SAWT BEIRUT INTERNATIONAL

| 19 April 2024, Friday |

Saudi Arabia to provide $4.5 billion in loans to SMEs

The Saudi Industrial Development Fund (SIDF) disbursed $4.5 billion in loans to small and medium-sized enterprises last year to support them amid the Covid-19 pandemic.

The loans were offered to companies in the industry, mining, energy and logistic sectors, according to a statement published on the SIDF’s website on Thursday.

SMEs accounted for 84 percent of loans disbursed to 201 businesses.

Ibrahim Almojel, chief executive of SIDF, said the fund would continue its contributions this year as it endeavors “to attract investments and transform the kingdom into a leading industrial powerhouse and a global logistics hub”.

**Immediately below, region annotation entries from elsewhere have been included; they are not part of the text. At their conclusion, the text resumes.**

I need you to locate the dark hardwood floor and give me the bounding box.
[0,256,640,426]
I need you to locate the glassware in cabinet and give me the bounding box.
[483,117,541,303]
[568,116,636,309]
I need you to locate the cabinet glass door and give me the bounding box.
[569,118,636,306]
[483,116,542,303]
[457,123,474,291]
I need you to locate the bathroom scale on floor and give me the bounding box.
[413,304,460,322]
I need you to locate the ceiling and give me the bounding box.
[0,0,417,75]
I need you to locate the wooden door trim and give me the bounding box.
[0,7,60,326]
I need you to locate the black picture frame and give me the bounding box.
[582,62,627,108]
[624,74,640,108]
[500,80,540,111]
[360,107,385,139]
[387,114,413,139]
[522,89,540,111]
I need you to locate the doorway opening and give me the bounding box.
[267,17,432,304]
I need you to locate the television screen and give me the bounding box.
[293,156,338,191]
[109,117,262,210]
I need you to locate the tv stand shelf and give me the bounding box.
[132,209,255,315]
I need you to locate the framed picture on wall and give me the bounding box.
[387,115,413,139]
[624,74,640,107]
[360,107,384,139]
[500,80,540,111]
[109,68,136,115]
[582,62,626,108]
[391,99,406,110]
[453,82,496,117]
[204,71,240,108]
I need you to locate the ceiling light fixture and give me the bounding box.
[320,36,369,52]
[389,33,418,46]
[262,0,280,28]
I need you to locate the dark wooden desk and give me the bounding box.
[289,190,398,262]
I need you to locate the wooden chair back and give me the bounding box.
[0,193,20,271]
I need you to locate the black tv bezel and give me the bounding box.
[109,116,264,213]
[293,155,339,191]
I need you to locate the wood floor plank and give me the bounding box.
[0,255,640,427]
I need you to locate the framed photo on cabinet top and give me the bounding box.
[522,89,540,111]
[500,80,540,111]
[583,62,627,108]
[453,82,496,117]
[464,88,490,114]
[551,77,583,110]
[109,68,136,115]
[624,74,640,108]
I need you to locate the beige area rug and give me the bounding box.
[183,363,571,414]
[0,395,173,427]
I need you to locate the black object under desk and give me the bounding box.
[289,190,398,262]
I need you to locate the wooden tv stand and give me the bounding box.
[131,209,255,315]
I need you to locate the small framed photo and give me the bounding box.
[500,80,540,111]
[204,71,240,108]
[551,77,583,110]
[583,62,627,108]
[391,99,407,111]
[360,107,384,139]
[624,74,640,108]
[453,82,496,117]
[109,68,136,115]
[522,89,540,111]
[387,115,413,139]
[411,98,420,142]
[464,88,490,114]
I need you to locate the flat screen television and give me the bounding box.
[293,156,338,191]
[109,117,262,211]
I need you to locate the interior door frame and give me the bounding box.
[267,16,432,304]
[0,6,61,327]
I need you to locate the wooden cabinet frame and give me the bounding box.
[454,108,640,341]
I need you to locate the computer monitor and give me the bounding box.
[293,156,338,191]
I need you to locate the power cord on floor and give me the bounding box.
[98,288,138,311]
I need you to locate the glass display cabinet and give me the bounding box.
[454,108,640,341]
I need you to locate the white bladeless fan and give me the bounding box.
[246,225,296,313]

Saudi Arabia, the biggest Arab economy, has launched 142 stimulus initiatives with a total value of $57 billion since the coronavirus outbreak. In June last year, the Saudi Central Bank injected $13 billion to boost liquidity in the banking system and the lending capacity of its financial institutions.

Riyadh’s Covid-19 support package included deferral of government fees and loan payments by the corporate sector, especially by SMEs.

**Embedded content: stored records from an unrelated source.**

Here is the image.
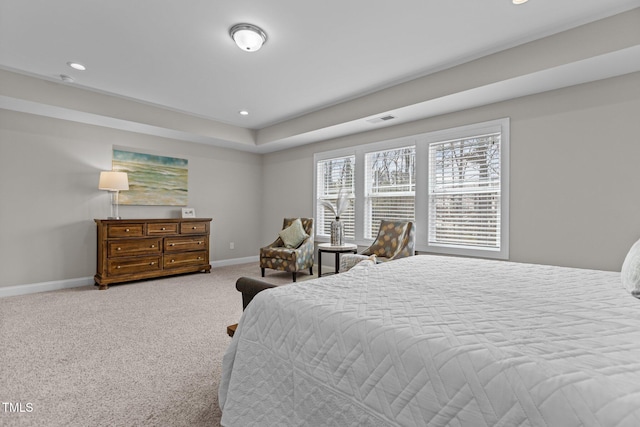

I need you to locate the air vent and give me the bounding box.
[367,114,396,123]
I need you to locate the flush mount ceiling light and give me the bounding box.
[67,61,87,71]
[229,24,267,52]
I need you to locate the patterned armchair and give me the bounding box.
[340,219,416,271]
[260,218,315,282]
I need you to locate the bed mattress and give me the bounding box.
[219,255,640,427]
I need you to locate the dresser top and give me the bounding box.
[94,218,212,224]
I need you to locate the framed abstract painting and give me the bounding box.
[112,148,189,206]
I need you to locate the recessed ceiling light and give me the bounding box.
[67,61,87,71]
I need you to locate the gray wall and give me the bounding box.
[0,110,262,288]
[261,73,640,271]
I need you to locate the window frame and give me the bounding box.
[313,118,510,259]
[416,118,510,260]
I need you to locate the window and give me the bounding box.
[316,156,355,240]
[429,133,501,250]
[364,146,416,239]
[314,119,509,259]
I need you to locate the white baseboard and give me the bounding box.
[0,276,94,298]
[0,255,260,298]
[211,255,260,268]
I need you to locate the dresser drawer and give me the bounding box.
[164,251,209,268]
[107,256,162,276]
[107,238,162,258]
[107,224,144,238]
[147,222,179,236]
[180,222,209,234]
[164,236,209,252]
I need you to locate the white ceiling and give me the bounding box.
[0,0,640,152]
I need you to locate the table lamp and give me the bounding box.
[98,171,129,219]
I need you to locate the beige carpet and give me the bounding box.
[0,263,311,426]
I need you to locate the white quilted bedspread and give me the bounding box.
[219,255,640,427]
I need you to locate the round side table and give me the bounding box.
[318,243,358,277]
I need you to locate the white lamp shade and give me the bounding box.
[98,171,129,191]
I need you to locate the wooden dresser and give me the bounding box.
[94,218,211,289]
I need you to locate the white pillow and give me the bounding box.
[278,218,309,249]
[620,240,640,298]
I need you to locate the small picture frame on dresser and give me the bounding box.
[182,208,196,218]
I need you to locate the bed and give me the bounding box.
[219,255,640,427]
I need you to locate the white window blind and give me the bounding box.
[428,133,501,251]
[316,156,355,240]
[364,146,416,239]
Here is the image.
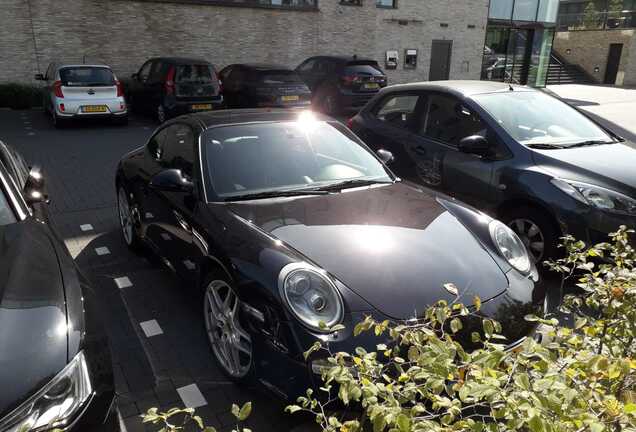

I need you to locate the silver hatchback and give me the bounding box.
[35,63,128,127]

The SIDF, created in the 1970s, provides medium and long-term loans to the private industrial sector. The fund began financing energy, logistics and mining projects in the kingdom in 2019.

The entity rolled out three financial aid packages worth more than $1.3bn immediately after the outbreak of Covid-19.

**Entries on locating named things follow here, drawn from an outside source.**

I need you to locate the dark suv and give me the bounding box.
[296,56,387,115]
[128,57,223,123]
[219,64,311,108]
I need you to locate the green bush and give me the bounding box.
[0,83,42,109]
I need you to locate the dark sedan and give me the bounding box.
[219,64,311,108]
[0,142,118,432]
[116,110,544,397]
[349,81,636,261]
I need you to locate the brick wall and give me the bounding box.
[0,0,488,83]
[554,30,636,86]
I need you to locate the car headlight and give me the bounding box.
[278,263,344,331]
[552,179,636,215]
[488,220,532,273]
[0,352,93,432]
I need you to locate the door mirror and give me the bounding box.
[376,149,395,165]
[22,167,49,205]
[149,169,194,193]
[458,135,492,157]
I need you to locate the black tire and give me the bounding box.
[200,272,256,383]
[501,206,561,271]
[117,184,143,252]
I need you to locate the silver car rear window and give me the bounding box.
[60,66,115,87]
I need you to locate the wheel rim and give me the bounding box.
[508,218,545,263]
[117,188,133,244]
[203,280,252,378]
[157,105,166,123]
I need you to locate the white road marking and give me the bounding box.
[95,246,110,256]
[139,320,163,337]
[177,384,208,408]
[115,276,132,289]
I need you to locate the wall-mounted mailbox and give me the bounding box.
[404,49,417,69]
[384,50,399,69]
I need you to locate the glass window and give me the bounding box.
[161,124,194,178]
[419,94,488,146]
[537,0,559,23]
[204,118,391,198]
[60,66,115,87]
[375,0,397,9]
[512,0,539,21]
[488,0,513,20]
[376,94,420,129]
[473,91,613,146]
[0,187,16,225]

In June, it launched initiatives worth about $1bn to support more than 500 industrial businesses hurt by the pandemic. These included deferment and restructuring of loan instalments.

The SIDF introduced credit instruments worth $127m to finance 86 companies’ operating expenses, especially those affected by the pandemic-induced movement restrictions in the kingdom. It also provided an accelerated working capital loan worth $172m to finance the raw material requirements of companies in the medical sector, the statement said.

The industrial fund said it would “stimulate investments in priority economic sectors … and focus on human capital development in 2021”.